Meeting with other G7 leaders in Japan, Prime Minister Justin Trudeau agreed to eliminate “most” of an estimated $46 billion in annual Canadian subsidies to the fossil industry by 2025. But the heads of state gave themselves some wiggle room in deciding how to deliver on their promise.
How much subsidies will actually fall in the wake of the latest commitment is difficult to guess, The Guardian reports. G7 leaders hedged their promise somewhat by undertaking only to eliminate subsidies that are “inefficient”—implying visible financial subsidies that arguably distort markets. It was unclear whether broader social and ecological subsidies—such as unchecked or unremedied pollution—would be addressed.

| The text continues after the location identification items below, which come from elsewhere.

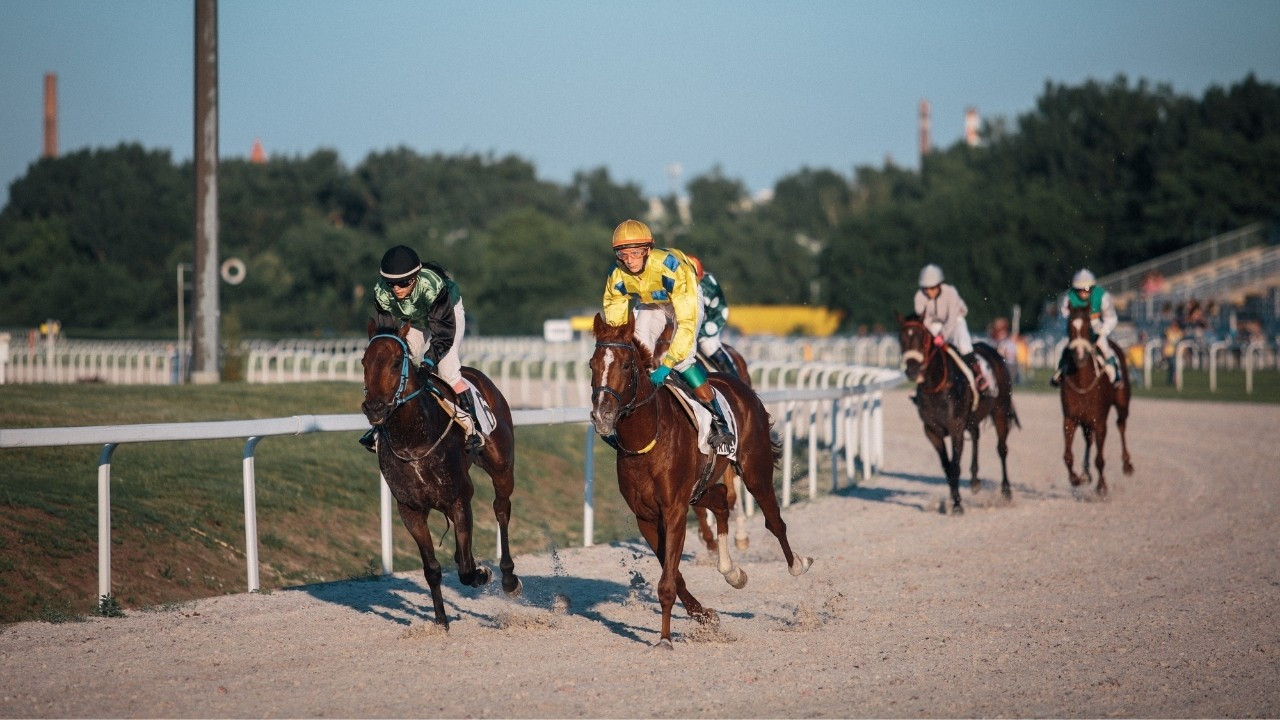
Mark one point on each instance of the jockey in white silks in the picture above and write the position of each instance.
(944, 313)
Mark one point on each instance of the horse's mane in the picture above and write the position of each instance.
(384, 322)
(606, 332)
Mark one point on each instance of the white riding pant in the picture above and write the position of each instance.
(449, 368)
(652, 319)
(709, 345)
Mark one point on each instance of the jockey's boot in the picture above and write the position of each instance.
(721, 437)
(1114, 370)
(474, 438)
(726, 363)
(978, 376)
(1057, 374)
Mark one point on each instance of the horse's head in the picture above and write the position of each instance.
(387, 368)
(1079, 332)
(618, 373)
(917, 345)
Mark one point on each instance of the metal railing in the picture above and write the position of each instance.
(854, 414)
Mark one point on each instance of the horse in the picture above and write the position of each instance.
(1087, 396)
(704, 528)
(662, 472)
(703, 515)
(420, 452)
(950, 406)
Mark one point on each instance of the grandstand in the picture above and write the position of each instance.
(1234, 276)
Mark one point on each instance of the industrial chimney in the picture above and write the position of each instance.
(924, 128)
(970, 126)
(50, 115)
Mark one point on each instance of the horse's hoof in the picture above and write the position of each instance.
(512, 586)
(736, 578)
(800, 565)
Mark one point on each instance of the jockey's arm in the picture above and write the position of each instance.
(685, 300)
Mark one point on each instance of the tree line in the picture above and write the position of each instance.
(1102, 174)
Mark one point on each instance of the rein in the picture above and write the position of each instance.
(400, 400)
(927, 356)
(629, 406)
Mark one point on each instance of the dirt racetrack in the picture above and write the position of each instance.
(1161, 601)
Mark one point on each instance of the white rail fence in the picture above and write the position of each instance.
(534, 373)
(842, 405)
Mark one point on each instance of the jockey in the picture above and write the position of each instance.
(714, 318)
(430, 301)
(942, 311)
(1086, 292)
(647, 278)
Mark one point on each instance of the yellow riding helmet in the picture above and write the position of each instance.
(631, 232)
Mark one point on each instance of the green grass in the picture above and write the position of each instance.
(177, 507)
(1230, 386)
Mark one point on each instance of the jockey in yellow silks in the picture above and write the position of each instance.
(644, 281)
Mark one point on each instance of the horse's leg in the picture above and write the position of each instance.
(416, 524)
(470, 573)
(1068, 455)
(1101, 432)
(649, 531)
(737, 506)
(974, 483)
(716, 500)
(704, 529)
(503, 484)
(758, 478)
(1121, 419)
(1000, 418)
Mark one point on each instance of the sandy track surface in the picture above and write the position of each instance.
(1161, 601)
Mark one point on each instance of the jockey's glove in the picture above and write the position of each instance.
(659, 376)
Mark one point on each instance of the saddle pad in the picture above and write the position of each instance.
(702, 418)
(488, 422)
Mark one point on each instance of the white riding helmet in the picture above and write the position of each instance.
(1083, 279)
(931, 276)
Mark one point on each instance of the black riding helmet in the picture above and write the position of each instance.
(400, 263)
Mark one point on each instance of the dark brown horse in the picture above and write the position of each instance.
(1088, 395)
(661, 466)
(950, 406)
(420, 452)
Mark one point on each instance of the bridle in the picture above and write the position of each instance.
(926, 356)
(1083, 346)
(629, 405)
(400, 400)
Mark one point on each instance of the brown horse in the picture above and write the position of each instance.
(1088, 395)
(704, 528)
(661, 466)
(420, 452)
(945, 400)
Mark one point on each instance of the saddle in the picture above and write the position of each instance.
(702, 418)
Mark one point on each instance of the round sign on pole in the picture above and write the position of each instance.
(232, 270)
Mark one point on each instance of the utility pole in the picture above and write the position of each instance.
(205, 331)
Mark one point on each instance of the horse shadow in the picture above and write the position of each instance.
(406, 600)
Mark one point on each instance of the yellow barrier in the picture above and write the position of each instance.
(764, 319)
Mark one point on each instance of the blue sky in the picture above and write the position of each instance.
(759, 89)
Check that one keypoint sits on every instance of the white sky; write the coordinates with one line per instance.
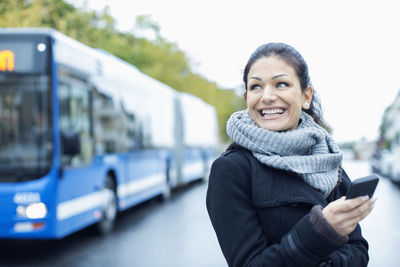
(352, 47)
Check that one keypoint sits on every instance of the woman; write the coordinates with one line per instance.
(276, 196)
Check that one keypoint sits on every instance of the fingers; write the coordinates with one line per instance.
(362, 211)
(345, 205)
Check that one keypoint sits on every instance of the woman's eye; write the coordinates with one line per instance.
(255, 87)
(282, 84)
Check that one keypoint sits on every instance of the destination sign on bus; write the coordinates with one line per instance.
(7, 60)
(22, 56)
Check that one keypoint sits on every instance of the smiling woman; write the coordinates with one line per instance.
(276, 196)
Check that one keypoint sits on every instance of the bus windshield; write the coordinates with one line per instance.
(25, 127)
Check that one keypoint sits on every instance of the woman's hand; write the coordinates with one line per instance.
(344, 214)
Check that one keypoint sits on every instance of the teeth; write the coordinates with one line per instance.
(272, 111)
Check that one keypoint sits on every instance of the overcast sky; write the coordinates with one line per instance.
(351, 47)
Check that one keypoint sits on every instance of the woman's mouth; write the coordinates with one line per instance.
(272, 113)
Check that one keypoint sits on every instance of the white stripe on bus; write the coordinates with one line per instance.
(193, 169)
(94, 200)
(137, 186)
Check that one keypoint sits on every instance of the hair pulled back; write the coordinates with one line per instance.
(294, 59)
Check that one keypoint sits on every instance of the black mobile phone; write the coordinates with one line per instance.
(363, 186)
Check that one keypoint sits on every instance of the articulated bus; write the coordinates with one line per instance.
(85, 135)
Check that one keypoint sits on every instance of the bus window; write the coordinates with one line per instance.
(74, 105)
(115, 128)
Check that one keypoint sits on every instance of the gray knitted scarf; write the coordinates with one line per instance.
(307, 150)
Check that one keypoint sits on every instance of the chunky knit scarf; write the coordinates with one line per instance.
(307, 150)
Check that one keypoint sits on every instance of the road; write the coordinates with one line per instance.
(178, 233)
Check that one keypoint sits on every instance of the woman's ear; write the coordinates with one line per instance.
(307, 97)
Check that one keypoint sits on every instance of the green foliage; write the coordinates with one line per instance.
(158, 58)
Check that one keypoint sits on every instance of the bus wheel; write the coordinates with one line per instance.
(106, 225)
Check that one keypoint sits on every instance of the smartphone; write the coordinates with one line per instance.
(363, 186)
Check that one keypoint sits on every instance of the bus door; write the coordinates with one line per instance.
(81, 181)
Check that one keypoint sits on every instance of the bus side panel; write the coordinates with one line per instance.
(145, 179)
(80, 194)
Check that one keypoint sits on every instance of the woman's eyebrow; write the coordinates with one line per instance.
(277, 76)
(256, 78)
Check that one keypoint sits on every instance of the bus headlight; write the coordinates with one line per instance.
(33, 210)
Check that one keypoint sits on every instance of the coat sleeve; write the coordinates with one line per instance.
(239, 231)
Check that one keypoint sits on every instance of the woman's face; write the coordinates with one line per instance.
(274, 97)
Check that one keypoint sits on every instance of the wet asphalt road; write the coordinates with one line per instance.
(178, 233)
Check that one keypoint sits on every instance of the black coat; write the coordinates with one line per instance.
(261, 216)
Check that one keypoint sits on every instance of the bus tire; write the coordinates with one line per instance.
(109, 209)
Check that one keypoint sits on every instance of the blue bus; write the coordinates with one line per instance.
(85, 135)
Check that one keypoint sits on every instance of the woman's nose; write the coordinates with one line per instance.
(268, 95)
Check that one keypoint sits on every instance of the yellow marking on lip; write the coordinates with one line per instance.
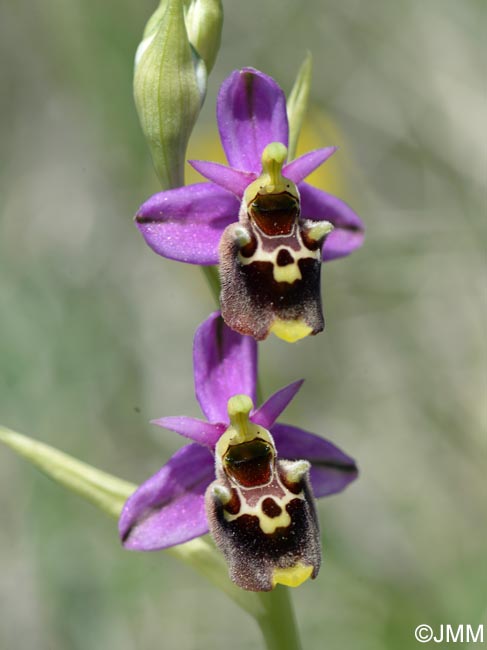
(291, 576)
(289, 273)
(290, 330)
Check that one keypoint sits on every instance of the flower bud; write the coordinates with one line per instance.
(170, 79)
(204, 20)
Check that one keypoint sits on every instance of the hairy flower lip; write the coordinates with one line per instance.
(168, 509)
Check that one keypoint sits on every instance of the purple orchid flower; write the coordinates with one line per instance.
(169, 508)
(269, 229)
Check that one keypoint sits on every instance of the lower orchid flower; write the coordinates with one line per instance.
(248, 480)
(257, 218)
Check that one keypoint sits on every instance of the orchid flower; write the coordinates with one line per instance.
(257, 218)
(169, 508)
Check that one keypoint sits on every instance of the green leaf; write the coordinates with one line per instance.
(107, 492)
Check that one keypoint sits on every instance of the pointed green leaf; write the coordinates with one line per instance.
(109, 493)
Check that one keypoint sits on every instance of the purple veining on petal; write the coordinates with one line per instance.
(299, 168)
(168, 509)
(225, 364)
(349, 230)
(251, 113)
(186, 223)
(272, 408)
(204, 433)
(230, 179)
(331, 469)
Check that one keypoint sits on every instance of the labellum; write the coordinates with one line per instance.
(261, 509)
(270, 261)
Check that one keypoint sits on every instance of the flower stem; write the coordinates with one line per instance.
(277, 621)
(213, 279)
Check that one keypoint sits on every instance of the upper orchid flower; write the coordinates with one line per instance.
(260, 508)
(269, 229)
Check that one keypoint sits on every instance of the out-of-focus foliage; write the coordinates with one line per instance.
(95, 330)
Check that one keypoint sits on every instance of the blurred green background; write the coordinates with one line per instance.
(96, 330)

Leaders of the G20 economies first promised to eliminate fossil subsidies at a meeting in Pittsburgh in 2009. The World Bank, the International Monetary Fund, and the International Energy Agency have all urged nations get on with the job, and the Organisation for Economic Co-operation and Development (OECD) eliminated most export credits for coal plants in the weeks leading up to the Paris conference. The G7 declaration puts a deadline on a full phase-out for the first time.
Oil Change International and the Overseas Development Institute estimated in 2015 that the larger group of G20 countries paid US$452 billion in subsidies every year to coal, oil, and gas producers—with Canada’s share at $3.6 billion.
However a more expansive definition employed by the International Monetary Fund places the figure much higher, at $46 billion a year for Canada alone. The IMF estimates global subsidy spending at a “shocking” $5.3 trillion a year, or more than $10 million per minute, more than total global expenditures on human health.”